The experimental procedures used in the current study is in compliance with the SQUIRE Equator guidelines, and the manuscript was written based on the SQUIRE checklist.

3. Results

3.1. Mammalian Cellular Growth

3.1.1. Mammalian Cellular Viability

The cell viability results for both fibroblasts and keratinocytes are shown in Fig. 1. In general, the viability of fibroblasts and keratinocytes at each time point decreased with increasing number of implantation procedures. In particular, the viability of fibroblasts did not significantly differ when in contact with media exposed to the Ti surfaces of unused or used IHAs as shown in Fig. 1 (A). However, fibroblasts demonstrated higher average viability when exposed to unused IHA surfaces after both 3 and 7 days, followed by single-use and lastly multiple-use IHAs. A similar trend in average viability was also observed for keratinocytes after 3 days (Fig. 1 (B)). Furthermore, keratinocytes showed significantly higher viability on unused IHAs as compared to multiple-use IHAs after 7 days but was only higher on average as compared to viability with single-use IHAs. Additionally, fibroblast viability decreased on average between corresponding groups after 3 and 7 days. In contrast, an average decrease in the viability between 3 and 7 days was only observed for keratinocytes exposed to multiple-use IHAs while viability increased on average between 3 and 7 days for unused and single-use IHAs. Interestingly, fibroblast viability after 3 days of exposure for all IHA groups and after 7 days for unused IHAs was higher than values the positive control, which were not exposed to media containing IHAs, leading to values above 100% being recorded (p > 0.05). However, it was not statistically significant (data analysis not shown). Moreover, no significant differences in fibroblast viability were observed for any IHA between different experimental trials (p > 0.05). Similarly, keratinocytes exposed to unused or single-use IHAs exhibited average viability values greater than or equal to that of the positive control.

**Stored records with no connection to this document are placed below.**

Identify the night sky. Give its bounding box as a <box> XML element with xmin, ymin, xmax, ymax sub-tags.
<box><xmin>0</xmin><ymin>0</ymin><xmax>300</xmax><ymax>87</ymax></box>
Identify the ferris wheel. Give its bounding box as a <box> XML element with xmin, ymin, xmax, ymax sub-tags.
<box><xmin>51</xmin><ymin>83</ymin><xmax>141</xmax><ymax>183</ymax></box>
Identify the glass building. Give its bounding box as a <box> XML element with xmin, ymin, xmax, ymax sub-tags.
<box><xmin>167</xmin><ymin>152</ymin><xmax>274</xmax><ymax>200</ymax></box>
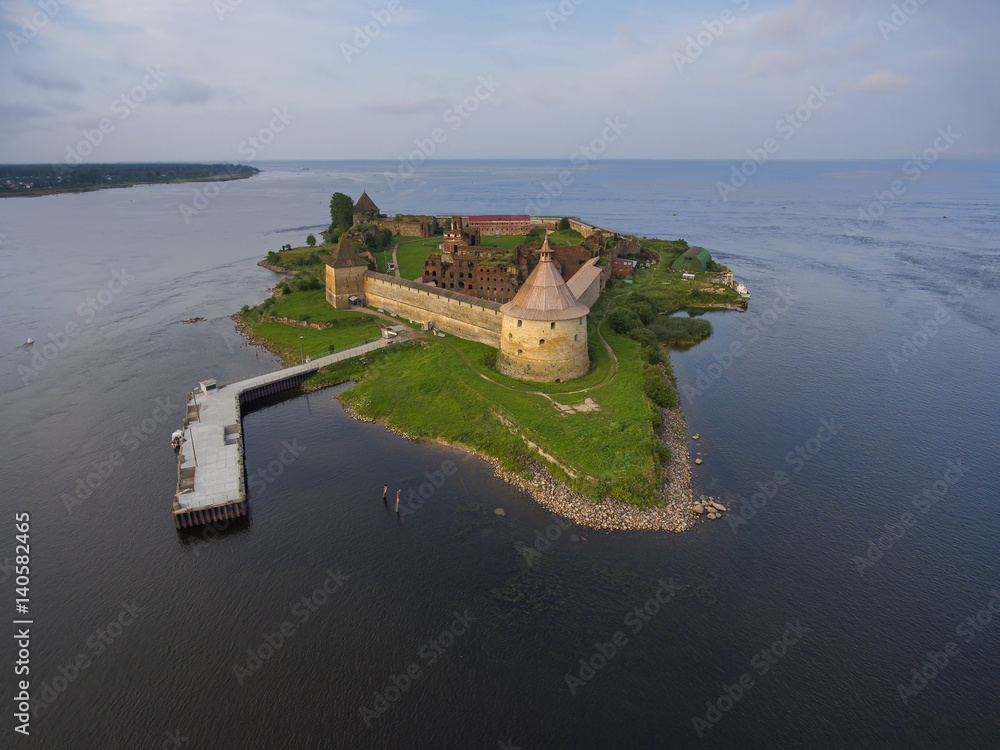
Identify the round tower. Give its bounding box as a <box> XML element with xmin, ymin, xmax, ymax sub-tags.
<box><xmin>326</xmin><ymin>234</ymin><xmax>368</xmax><ymax>310</ymax></box>
<box><xmin>497</xmin><ymin>237</ymin><xmax>590</xmax><ymax>382</ymax></box>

Figure 1. — Cell viability (%) of (A) HGF-1 cells and (B) HOKg cells after 3 and 7 days. * indicates statistical significance between marked groups (α = 0.05).

3.1.2. Mammalian Cellular Attachment

Confocal images of fibroblasts and keratinocytes after being seeded with indirect contact to IHAs are shown in Fig. 2. For gingival fibroblasts (Fig. 2, rows 1 and 2), no apparent changes were observed in the cellular morphology among unused, single-use and multiple-use IHAs for both 3- and 7-day time points. Comparable numbers and densities of fibroblasts were present in all wells exposed to all IHA groups at the 3-day time point. At the 7-day time point, fibroblasts exposed to unused IHAs appeared greater in number and density as compared to those exposed to single- and multiple-use IHAs. For human oral keratinocytes, the cells exhibited different morphologies at the 3- and 7-day time points. After 3 days, unused IHAs had the greatest density of viable cells. A reduction in cell density and cell shrinkage was observed for those exposed to single-use IHAs relative to those exposed to unused IHAs. Moreover, multiple-use IHAs displayed keratinocytes with blebbing effect where cell membrane detachment was observed. At the 7-day time point, the apparent number of viable cells was lower as compared to corresponding 3-day time point for all groups. Also, bridge-like structures between keratinocytes exposed to unused IHAs were observed. More clusters of viable keratinocytes were visible after exposure to unused IHAs as compared to single- and multiple-use IHAs.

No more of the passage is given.